Я недоверчиво смотрела на Василькова. А может, у них разработана целая система условных знаков, чтобы обдурить меня окончательно? Но, подумав секунду, я отказалась от этой мысли: разрабатывать систему, только чтобы ввести меня в заблуждение? Правда, существует такой вариант, что опер Васильков с помощью этой странной девушки уже давно дурит доверчивых следователей. Но если они занимаются этим давно, то уж не наступали бы на одни и те же грабли.
Ну не вызывают доверия такие подробные свидетельства на пустом месте. Уж врали бы более правдоподобно…
– Ты готова? – Васильков затушил окурок и взялся за ручку двери.
– Отвернись! – потребовала я, успев подумать, как глупо я выгляжу. Но Васильков покорно отвернулся.
Сначала я сняла и спрятала в карман кителя форменный галстук. Но поразмыслив, галстук вернула на место и сняла с кителя университетский ромбик. Потом переодела часы с левого запястья на правое, все равно они скрываются под манжетом форменной блузки. И уже направилась было вслед за Васильковым обратно в кабинет, но задержалась на минутку и, пожертвовав красотой, сцарапала с ногтя большого пальца левой руки бледно-розовый лак. Надо было приглядываться, чтобы определить, что на одном из ногтей нет лака, потому что покрытие телесного оттенка на остальных ногтях не бросалось в глаза (не люблю яркие когти).
Мы с Васильковым вернулись в кабинет; за то время, что мы отсутствовали, в кабинете было тихо, оттуда не доносилось ни шороха, ни дыхания. Войдя, я убедилась, что Люда и позу не изменила – как сидела сгорбившись на стуле, так и продолжала крючиться, поставив локти на худые коленки. Васильков демонстративно сел за спиной девицы, но она и ухом не повела, не шелохнулась, и на меня глаз не подняла.
– Люда, – сказала я предельно сухо, – посмотри на меня.
Люда послушно повернула голову в мою сторону.
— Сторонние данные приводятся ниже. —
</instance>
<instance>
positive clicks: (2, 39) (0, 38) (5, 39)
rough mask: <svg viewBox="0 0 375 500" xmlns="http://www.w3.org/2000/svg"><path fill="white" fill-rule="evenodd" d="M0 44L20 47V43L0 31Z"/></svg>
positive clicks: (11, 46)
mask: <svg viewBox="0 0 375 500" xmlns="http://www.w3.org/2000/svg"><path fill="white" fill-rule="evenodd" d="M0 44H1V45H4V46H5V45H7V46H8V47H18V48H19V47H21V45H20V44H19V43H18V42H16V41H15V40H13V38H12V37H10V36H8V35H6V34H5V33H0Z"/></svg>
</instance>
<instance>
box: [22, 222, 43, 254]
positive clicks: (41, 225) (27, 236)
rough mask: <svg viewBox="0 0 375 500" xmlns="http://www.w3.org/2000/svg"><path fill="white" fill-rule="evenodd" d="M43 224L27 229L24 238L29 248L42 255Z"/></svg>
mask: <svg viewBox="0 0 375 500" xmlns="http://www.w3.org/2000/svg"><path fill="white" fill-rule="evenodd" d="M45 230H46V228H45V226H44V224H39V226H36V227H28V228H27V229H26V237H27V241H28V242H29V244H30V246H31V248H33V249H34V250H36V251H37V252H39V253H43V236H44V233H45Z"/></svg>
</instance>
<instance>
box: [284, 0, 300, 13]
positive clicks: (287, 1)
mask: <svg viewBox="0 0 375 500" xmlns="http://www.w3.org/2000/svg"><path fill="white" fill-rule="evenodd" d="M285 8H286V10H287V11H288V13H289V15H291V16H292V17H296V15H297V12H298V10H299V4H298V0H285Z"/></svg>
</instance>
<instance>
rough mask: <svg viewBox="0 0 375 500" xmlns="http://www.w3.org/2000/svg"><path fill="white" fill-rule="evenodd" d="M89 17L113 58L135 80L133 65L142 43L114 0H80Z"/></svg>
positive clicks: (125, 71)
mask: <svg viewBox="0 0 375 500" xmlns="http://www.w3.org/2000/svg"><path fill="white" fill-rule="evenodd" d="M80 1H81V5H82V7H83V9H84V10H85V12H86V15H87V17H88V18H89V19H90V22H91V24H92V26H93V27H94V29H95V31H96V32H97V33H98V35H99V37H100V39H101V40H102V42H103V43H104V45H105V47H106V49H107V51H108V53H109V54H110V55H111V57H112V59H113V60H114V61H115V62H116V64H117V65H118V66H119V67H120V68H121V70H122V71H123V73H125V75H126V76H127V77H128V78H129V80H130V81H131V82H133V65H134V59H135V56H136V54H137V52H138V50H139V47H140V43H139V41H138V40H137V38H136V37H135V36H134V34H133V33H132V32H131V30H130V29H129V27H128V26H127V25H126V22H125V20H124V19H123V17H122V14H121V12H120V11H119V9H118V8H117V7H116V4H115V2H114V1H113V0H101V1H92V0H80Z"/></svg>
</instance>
И мне даже стало не по себе – такой мертвый был у нее взгляд: взгляд человека с той, “смертной”, стороны к нам сюда, в мир живых. Тусклые, как у рыбы, глаза, и даже тоски в них не было, ничего – одна пустота.
– Проверяете меня? – глухо спросила она, хотя я пока не задавала ей никаких вопросов. Но она и не дожидалась вопросов. – У вас был значок такой на форме, синий, в виде ромбика. Вы его спрятали. И часы с левой руки на правую переодели. У вас часы на синем ремешке, кожаном. И цифры обычные на циферблате, не римские. И еще лак у вас на левой руке содран. Вы специально содрали?
Я поражение уставилась – даже не на Люду, на Василькова. Такого не бывает!
– Люда, ты ведь даже на меня не смотрела!
– Это вам так кажется, – не поворачивая головы, сказала она. – Просто я все замечаю. И все помню. Мне самой плохо от этого. Найдите этого парня, который увез Володю. Я хочу ему отомстить. Мне Николай Васильевич сказал, что вы сможете.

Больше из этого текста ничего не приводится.